The club is among several around the world devoted to collectively untangling the meaning of Joyce’s 1939 novel, which tells many stories simultaneously, and is dense with neologisms and allusions. Critics have considered the work perplexing; a review in The New Yorker suggested it might have been written by a “god, talking in his sleep.” It is not unusual for a club to take several years to read the book once through.

“There’s so many extreme difficulties in the text,” said Samuel Slote, a professor in the School of English at Trinity College Dublin, whose reading group began the book in 2016, and is now less than halfway through.

“He couldn’t have counted on many readers, or any readers, to get it,” Dr. Slote said, noting that this obscurity was precisely what made reading the book communally so appealing. “No one person can really fully master it.”

Among his favorite parts of the book, however, are two short lines on the penultimate page: “First we feel. Then we fall.” The lines are simple and undistorted, Dr. Slote said. “It’s the plot to every human life.”

Credit…Penguin Classics

Other parts, however, are considerably more complex. For example, a sentence on the fourth page reads: “What clashes here of wills gen wonts, oystrygods gaggin fishy- gods!” Another line: “bababadalgharaghtakamminarronnkonnbronntonner- ronntuonnthunntrovarrhounawnskawntoohoohoordenenthur-nuk!”

Margot Norris, a professor emerita of English at the University of California, Irvine, and a Joyce scholar, described “Finnegans Wake” as “dramatic poetry” that instead of following a typical plot plays with the very nature of language.

“We get words in ‘Finnegans Wake’ that aren’t words,” Dr. Norris said, referring to a passage of seemingly nonsense phrases: “This is Roo-shious balls. This is a ttrinch. This is mistletropes. This is Canon Futter with the popynose.”

The novel, she added, “draws your attention to language, but the language isn’t going to be exactly the language that you know.”

Fritz Senn, the founder and director of the Zurich James Joyce Foundation, which runs two weekly reading groups for “Finnegans Wake,” described the communal readings as akin to working slowly through a religious text, often intended to be read over and over.

“You have every right not to understand it,” Dr. Fritz said of Joyce’s novel. “You don’t have to be ashamed.”

Mr. Fialka, who runs the Venice group, said that more than two dozen people between the ages of 12 and 92 had participated over the years, some of whom left for extended periods before returning.

The reading club originally gathered in a seaside branch of the Los Angeles Public Library, but began holding the meetings on Zoom during the pandemic and hasn’t returned to in-person gatherings, in part because it now has participants outside California.

Roy Benjamin, who has been with the club for about two years and is based in New York City, said he joined to gain different perspectives of the novel.

“Joyce is an obsession,” Mr. Benjamin, 70, said. “The more things that you learn, the more it makes sense, and nonsense, to you.”

Peter Quadrino, another member, said that reading Joyce created an urge to discuss his work with others.
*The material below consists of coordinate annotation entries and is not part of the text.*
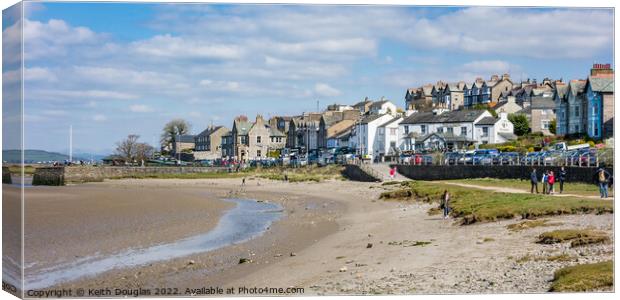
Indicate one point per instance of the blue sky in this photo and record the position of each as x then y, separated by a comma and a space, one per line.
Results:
111, 69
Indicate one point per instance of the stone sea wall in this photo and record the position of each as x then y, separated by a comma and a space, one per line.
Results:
574, 174
78, 174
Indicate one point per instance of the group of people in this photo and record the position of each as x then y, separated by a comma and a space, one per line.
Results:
548, 179
603, 180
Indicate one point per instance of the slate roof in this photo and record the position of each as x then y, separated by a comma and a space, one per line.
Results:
487, 121
390, 121
455, 116
185, 138
369, 118
378, 104
508, 135
562, 91
542, 103
275, 132
209, 131
601, 84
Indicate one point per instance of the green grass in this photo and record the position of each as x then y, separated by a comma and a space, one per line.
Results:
16, 169
475, 205
575, 188
303, 174
577, 237
584, 278
211, 175
527, 224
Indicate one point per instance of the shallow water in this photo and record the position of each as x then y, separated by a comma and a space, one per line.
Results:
247, 220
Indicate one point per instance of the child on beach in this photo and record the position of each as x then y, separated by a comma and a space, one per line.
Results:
551, 180
545, 181
446, 204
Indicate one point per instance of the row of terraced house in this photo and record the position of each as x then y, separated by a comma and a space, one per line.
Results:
579, 106
450, 116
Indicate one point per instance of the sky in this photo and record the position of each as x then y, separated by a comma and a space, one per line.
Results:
113, 69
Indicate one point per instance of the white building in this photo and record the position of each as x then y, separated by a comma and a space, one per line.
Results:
387, 137
383, 107
364, 134
453, 130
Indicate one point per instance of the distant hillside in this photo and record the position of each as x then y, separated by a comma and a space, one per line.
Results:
34, 156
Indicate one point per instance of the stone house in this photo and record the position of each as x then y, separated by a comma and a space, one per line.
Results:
330, 119
420, 98
364, 106
303, 132
208, 143
383, 107
337, 134
576, 107
508, 106
183, 143
560, 98
364, 134
600, 99
451, 96
386, 143
281, 123
452, 130
542, 112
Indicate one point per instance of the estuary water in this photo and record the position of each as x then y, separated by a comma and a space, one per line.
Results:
247, 220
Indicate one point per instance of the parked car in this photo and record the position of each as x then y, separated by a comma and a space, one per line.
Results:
482, 159
508, 158
466, 158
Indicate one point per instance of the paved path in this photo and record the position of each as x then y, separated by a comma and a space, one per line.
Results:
383, 169
516, 191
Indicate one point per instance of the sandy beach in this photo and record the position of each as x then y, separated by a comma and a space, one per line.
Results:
335, 237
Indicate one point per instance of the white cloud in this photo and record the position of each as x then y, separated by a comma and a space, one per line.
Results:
232, 86
140, 108
99, 118
323, 89
169, 46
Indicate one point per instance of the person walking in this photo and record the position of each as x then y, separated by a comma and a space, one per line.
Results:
534, 181
562, 178
545, 181
551, 180
446, 204
603, 177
“It’s just always opening up, and feeding, and stimulating, the creative part of my brain,” said Mr. Quadrino, 38, who first attended some meetings in 2009 and more recently has participated from Austin, Texas, via the Zoom sessions. He has since started his own group.
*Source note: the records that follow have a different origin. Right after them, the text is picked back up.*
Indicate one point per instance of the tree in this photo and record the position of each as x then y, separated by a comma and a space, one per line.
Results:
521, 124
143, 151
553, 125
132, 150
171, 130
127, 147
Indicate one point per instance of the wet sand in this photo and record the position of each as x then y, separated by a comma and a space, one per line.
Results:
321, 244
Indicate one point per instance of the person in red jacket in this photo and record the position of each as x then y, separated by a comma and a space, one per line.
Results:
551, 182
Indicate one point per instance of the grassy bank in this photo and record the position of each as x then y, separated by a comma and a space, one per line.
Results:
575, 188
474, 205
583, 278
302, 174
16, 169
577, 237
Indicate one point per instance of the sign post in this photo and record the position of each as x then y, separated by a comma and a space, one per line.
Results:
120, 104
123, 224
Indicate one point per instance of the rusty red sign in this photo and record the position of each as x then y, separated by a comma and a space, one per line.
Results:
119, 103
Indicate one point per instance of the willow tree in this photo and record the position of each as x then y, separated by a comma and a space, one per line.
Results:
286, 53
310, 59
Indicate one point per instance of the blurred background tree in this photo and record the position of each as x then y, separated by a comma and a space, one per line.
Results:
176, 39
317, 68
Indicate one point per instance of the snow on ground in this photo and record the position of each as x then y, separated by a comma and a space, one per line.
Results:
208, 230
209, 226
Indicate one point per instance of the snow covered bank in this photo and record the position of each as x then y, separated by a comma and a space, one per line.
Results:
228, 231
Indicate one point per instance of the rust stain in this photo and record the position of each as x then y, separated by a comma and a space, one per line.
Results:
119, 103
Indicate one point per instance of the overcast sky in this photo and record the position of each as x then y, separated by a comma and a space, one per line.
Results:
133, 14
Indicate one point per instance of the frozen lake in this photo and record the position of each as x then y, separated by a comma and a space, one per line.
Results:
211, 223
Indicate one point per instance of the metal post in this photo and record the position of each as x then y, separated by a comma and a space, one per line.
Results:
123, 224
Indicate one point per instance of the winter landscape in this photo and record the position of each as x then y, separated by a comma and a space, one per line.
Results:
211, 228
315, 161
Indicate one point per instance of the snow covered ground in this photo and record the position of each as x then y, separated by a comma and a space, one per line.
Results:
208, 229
In early October, more than a dozen people joined a Zoom meeting to read the final page of the book. Mr. Fialka called on the participants to “take one conscious breath in together” before taking turns to read two lines each.
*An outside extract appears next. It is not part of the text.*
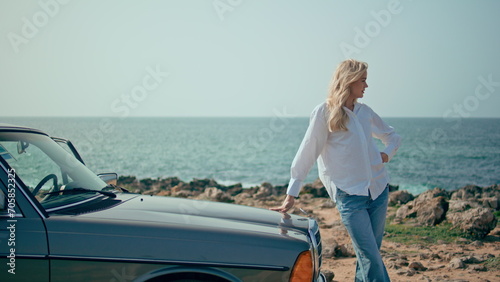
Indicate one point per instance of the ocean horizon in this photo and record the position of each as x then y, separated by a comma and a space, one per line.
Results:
251, 150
Then, they returned to the beginning.

During the meeting, one member asked Mr. Fialka if he would “consider changing this format so it doesn’t take another 28 years to get through.”

But according to Mr. Fialka, the point of the club was never to finish the book, but to work together to absorb it.

“People think they’re reading a book, they’re not,” he said. “They’re breathing and living together as human beings in a room; looking at printed matter, and figuring out what printed matter does to us.”